Enhance model performance through in-context learning:

  • Input-Output Pairs: Provide example input-output pairs to guide model behavior.

  • Few-Shot Learning: Add multiple examples to help the model understand desired response patterns.

  • Example Management: Add, edit, or remove examples to refine model responses.

  • Dynamic Testing: See how different examples affect model outputs in real-time.

Tools#

Expand the capabilities of large language models by enabling access to external data and functionalities:

  • Tool Integration: Add tools that allow models to access external APIs, databases, or services.

  • Enhanced Functionality: Enable models to perform actions beyond text generation, such as retrieving real-time data or executing functions.

  • Custom Tools: Configure custom tools specific to your use case or domain.

  • Tool Management: Add, configure, or remove tools to optimize model capabilities.

Hyperparameters#

Tune model behavior by adjusting parameters such as temperature, maximum tokens, and timeout.

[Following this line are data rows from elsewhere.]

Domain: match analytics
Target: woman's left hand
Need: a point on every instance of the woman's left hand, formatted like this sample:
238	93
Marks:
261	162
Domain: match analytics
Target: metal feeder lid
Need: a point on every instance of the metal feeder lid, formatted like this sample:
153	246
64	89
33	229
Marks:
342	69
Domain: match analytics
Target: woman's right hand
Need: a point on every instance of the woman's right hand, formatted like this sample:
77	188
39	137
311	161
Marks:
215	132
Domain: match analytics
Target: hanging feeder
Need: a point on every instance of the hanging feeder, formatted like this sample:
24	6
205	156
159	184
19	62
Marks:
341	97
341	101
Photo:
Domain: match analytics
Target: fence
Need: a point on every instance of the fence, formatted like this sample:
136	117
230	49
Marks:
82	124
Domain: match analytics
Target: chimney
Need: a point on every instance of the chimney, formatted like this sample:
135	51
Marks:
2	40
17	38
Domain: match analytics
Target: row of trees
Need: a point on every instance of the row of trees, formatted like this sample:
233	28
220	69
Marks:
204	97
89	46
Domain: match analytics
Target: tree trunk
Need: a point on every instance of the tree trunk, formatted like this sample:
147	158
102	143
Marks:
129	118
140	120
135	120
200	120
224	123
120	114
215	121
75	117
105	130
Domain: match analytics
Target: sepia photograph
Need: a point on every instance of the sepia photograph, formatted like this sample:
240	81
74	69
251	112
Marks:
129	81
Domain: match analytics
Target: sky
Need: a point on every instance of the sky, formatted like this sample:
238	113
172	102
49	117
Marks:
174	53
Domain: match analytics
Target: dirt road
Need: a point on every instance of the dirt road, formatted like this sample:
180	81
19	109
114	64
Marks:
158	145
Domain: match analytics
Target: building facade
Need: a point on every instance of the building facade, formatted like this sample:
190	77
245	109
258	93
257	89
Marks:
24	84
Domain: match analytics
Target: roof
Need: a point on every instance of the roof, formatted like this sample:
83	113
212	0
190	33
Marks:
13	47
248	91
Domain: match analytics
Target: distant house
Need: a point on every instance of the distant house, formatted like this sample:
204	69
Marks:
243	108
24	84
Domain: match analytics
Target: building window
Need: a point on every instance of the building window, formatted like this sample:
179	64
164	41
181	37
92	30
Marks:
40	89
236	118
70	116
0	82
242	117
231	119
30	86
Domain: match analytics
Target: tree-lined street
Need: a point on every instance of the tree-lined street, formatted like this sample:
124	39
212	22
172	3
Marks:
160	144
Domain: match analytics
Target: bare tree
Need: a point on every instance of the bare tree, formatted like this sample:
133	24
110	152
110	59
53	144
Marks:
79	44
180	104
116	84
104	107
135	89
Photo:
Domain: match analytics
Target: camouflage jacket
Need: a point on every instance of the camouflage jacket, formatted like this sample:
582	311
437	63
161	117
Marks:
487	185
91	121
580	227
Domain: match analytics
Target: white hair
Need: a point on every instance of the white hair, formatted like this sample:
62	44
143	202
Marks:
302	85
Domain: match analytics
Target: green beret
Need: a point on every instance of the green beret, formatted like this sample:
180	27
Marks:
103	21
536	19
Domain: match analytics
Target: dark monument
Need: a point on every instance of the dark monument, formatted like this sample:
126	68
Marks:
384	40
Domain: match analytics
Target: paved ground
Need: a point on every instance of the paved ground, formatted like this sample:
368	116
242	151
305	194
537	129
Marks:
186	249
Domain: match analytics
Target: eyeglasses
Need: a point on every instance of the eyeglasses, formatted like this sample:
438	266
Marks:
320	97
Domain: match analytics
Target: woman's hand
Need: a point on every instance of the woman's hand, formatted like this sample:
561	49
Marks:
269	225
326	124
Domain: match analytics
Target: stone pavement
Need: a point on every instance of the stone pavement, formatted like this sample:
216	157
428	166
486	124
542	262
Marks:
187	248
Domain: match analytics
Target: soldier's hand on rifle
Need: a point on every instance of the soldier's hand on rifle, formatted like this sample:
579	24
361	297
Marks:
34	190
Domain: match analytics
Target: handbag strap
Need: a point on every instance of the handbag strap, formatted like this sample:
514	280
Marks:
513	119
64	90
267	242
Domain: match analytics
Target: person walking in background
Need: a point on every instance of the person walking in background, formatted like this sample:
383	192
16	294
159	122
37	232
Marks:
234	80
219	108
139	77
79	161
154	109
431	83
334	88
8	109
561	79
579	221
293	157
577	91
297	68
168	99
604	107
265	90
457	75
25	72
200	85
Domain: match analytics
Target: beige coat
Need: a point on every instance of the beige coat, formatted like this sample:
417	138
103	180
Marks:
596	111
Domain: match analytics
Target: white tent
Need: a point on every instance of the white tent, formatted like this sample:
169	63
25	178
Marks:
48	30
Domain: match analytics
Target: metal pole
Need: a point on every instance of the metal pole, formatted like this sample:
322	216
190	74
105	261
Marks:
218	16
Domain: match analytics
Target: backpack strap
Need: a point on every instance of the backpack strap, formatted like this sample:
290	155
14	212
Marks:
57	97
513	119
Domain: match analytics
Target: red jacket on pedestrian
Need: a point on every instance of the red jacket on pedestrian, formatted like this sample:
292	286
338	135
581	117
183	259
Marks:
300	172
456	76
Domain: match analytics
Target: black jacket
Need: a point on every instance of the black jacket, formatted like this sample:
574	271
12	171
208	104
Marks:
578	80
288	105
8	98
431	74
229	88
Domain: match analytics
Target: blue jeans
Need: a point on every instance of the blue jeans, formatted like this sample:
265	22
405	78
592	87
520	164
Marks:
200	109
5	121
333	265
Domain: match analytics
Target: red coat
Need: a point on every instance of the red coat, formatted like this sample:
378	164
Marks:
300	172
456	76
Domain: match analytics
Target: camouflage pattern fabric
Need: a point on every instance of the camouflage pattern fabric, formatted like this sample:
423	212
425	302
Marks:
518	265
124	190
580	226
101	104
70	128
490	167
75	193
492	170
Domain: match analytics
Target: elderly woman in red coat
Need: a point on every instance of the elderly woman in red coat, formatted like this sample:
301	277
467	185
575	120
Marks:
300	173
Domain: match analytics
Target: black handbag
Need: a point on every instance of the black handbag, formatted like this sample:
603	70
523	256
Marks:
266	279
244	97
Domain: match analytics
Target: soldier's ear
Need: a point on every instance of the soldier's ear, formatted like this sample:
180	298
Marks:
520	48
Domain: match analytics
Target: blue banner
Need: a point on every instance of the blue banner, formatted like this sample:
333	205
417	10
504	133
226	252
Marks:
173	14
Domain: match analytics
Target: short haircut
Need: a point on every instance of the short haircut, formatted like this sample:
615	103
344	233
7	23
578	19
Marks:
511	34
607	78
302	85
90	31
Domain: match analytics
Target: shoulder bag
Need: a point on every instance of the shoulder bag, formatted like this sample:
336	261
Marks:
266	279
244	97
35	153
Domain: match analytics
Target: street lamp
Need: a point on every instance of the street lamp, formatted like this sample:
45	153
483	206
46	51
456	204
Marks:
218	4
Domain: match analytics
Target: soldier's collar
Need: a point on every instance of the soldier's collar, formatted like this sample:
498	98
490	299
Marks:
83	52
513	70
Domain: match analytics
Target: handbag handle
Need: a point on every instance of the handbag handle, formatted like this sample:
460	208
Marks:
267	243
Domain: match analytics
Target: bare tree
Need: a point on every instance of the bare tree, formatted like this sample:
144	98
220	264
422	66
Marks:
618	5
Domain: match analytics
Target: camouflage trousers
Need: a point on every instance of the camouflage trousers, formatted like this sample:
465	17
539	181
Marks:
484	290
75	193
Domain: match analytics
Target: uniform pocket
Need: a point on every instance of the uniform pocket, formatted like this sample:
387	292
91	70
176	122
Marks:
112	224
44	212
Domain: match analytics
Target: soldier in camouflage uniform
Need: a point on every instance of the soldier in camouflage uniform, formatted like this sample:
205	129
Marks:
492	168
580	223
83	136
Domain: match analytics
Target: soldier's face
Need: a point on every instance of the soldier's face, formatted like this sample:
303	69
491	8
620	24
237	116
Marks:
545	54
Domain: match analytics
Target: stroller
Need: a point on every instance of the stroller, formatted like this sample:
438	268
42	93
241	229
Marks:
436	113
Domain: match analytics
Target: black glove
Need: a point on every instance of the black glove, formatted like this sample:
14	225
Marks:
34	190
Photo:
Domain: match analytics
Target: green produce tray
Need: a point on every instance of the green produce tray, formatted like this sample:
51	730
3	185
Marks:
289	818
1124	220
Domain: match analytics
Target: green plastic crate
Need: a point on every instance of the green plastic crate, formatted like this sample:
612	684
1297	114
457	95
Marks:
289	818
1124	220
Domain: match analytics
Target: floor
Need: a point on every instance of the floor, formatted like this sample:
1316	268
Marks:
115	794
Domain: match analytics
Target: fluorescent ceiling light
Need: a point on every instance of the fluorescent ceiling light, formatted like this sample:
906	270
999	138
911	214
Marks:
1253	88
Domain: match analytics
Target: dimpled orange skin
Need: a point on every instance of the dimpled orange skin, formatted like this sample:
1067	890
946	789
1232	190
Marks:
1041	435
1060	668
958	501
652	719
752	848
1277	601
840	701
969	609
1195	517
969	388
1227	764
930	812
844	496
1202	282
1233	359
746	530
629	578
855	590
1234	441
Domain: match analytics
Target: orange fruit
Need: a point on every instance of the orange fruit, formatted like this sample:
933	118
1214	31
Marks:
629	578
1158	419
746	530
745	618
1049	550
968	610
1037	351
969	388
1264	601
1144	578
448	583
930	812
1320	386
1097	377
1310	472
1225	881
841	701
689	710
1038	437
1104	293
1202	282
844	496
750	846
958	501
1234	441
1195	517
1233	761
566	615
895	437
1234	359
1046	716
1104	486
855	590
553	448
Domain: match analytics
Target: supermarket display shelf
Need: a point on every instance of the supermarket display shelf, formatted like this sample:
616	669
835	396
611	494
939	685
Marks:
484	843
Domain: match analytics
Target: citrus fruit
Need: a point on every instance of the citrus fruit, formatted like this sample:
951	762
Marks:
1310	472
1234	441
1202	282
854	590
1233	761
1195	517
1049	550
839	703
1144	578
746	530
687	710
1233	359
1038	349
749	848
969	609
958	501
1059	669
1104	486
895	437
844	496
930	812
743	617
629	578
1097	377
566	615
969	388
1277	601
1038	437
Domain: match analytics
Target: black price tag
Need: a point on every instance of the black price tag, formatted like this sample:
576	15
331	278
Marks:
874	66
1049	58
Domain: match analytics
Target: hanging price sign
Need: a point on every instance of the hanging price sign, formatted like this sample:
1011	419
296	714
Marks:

  • Temperature: Controls the creativity and randomness of model outputs. Higher values (closer to 2) enable more creative and varied outputs, suitable for tasks such as creative writing. Lower values (closer to 0) produce more deterministic and focused responses. A value within the [0.5, 0.8] range is a good starting point for experimentation.

  • Maximum Tokens: Sets the maximum number of tokens the model can generate in a response. Tokens can be entire words or parts of words. For English, 100 tokens form approximately 75 words on average. Range: 1 to 4096 tokens.

  • Real-Time Adjustment: Modify hyperparameters and immediately see their impact on model responses.


Use Cases#

The following are possible use cases for the Models page:

  • Prompt Engineering: Develop and refine prompts before deploying models in production. Test different phrasings, instructions, and formats to achieve optimal results.

  • Pre-Fine-Tuning Validation: Validate that prompt tuning with examples can achieve your desired outcomes before investing time and resources in full model fine-tuning.

  • Rapid Prototyping: Quickly prototype AI-powered features or applications by testing model behavior with different configurations and use cases.